Re: [External] : Our approach to unasserted assertions is ambiguous and lossy [ was: Re: streamlining the baseline] from Souripriya Das on 2024-06-20 (public-rdf-star-wg@w3.org from June 2024)

From: Souripriya Das <souripriya.das@oracle.com>
Date: Thu, 20 Jun 2024 14:47:36 +0000
To: Thomas Lörtsch <tl@rat.io>, Niklas Lindström <lindstream@gmail.com>
CC: "public-rdf-star-wg@w3.org" <public-rdf-star-wg@w3.org>
Message-ID: <CY5PR10MB6071542E8DAC09009C137544FAC82@CY5PR10MB6071.namprd10.prod.outlook.com>
Here is an N-Triple version of Thomas' example. I do not see any source of confusion because calling the triple-term <<( :Moon :madeOf :Cheese )>> a theory or idioticClaim really has no association with it being mentionedBy Alice or Carol, respectively.

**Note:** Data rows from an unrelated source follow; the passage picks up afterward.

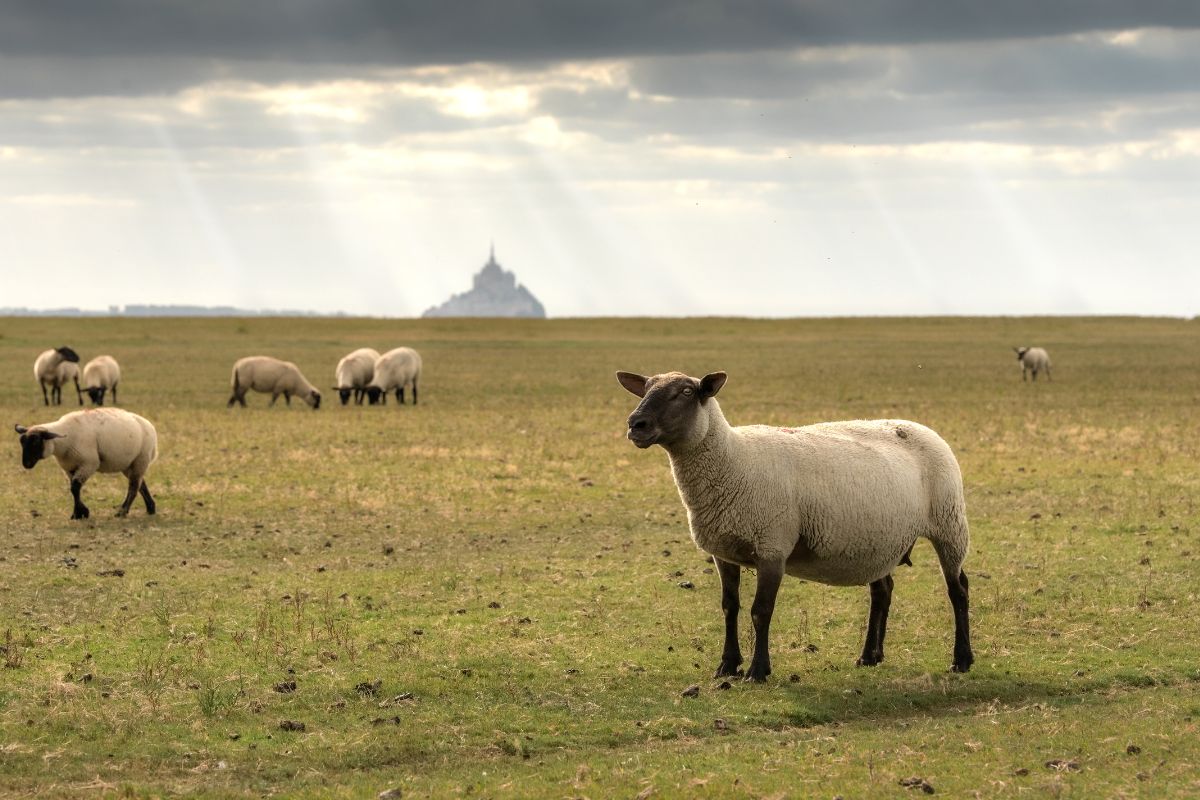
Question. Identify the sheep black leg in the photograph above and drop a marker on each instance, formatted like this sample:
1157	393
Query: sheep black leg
81	510
129	497
958	589
769	577
877	621
147	498
731	603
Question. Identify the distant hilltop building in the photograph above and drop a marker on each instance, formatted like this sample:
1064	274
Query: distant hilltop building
496	294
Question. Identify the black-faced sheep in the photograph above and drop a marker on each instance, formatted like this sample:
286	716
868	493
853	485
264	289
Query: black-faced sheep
96	440
395	370
353	374
270	376
47	373
1033	360
99	376
838	503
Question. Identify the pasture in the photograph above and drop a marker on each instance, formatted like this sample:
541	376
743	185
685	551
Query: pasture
485	595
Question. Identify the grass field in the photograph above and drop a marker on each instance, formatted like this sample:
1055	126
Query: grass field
480	596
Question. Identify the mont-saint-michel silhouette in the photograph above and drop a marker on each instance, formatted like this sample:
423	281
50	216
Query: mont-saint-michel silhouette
496	293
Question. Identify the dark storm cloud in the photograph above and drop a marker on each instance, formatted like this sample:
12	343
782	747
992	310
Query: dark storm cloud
120	47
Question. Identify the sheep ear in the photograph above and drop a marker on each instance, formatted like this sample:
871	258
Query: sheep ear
633	382
711	384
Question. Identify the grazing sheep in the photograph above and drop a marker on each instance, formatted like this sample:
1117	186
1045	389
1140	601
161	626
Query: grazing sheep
46	372
838	503
267	374
66	373
395	370
1033	360
96	440
354	372
99	376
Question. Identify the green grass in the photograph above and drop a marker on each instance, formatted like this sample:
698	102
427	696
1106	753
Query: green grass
505	567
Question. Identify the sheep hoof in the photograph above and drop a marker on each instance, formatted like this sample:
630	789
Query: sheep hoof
729	669
756	675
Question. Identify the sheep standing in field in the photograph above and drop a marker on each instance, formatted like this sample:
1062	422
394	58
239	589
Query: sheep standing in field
353	374
267	374
46	372
99	376
838	503
66	373
1033	360
96	440
395	370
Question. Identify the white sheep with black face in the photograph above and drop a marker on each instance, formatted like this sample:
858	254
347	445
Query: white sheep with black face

Those are independent assertions in these graphs.

# RDF graph G1:
:r1 rdf:annotationOf   <<( :Moon :madeOf :Cheese )>> . # t1a
:r1 a :Theory . # t1b – has nothing to do with Alice
:r1 :mentionedBy :Alice . # t1c

# RDF graph G2: (assuming that it uses :r1, the same reifier used in G1)
:Moon :madeOf :Cheese . # t2a
:r1 rdf:annotationOf   <<( :Moon :madeOf :Cheese )>> . # t2b
:r1 :mentionedBy :Bob . # t2c

# RDF Graph G1.2 obtained by merging G1 and G2:
:r1 rdf:annotationOf   <<( :Moon :madeOf :Cheese )>> . # combines t1a and t2b
:r1 a :Theory . # t1b – has nothing to do with Alice
:r1 :mentionedBy :Alice . # t1c
:Moon :madeOf :Cheese . # came from #t2a
:r1 :mentionedBy :Bob . # t2c

RDF graph G3: (assuming that it uses :r1, the same reifier used in G1)
:r1 rdf:annotationOf   <<( :Moon :madeOf :Cheese )>> . # t3a
:r1 a :IdioticClaim . # t3b – has nothing to do with Carol
:r1 :mentionedBy :Carol . # t3c

# RDF Graph G1.2.3 obtained by merging G1.2 and G3:
:r1 rdf:annotationOf   <<( :Moon :madeOf :Cheese )>> . # combines t1a and t2b with t3a
:r1 a :Theory . # t1b – has nothing to do with Alice
:r1 :mentionedBy :Alice . # t1c
:Moon :madeOf :Cheese . # came from #t2a
:r1 :mentionedBy :Bob . # t2c
:r1 a :IdioticClaim . # t3b – has nothing to do with Carol
:r1 :mentionedBy :Carol . # t3c

Thanks,
Souri.

________________________________
From: Thomas Lörtsch <tl@rat.io>
Sent: Thursday, June 20, 2024 6:05 AM
To: Niklas Lindström <lindstream@gmail.com>
Cc: public-rdf-star-wg@w3.org <public-rdf-star-wg@w3.org>
Subject: [External] : Our approach to unasserted assertions is ambiguous and lossy [ was: Re: streamlining the baseline]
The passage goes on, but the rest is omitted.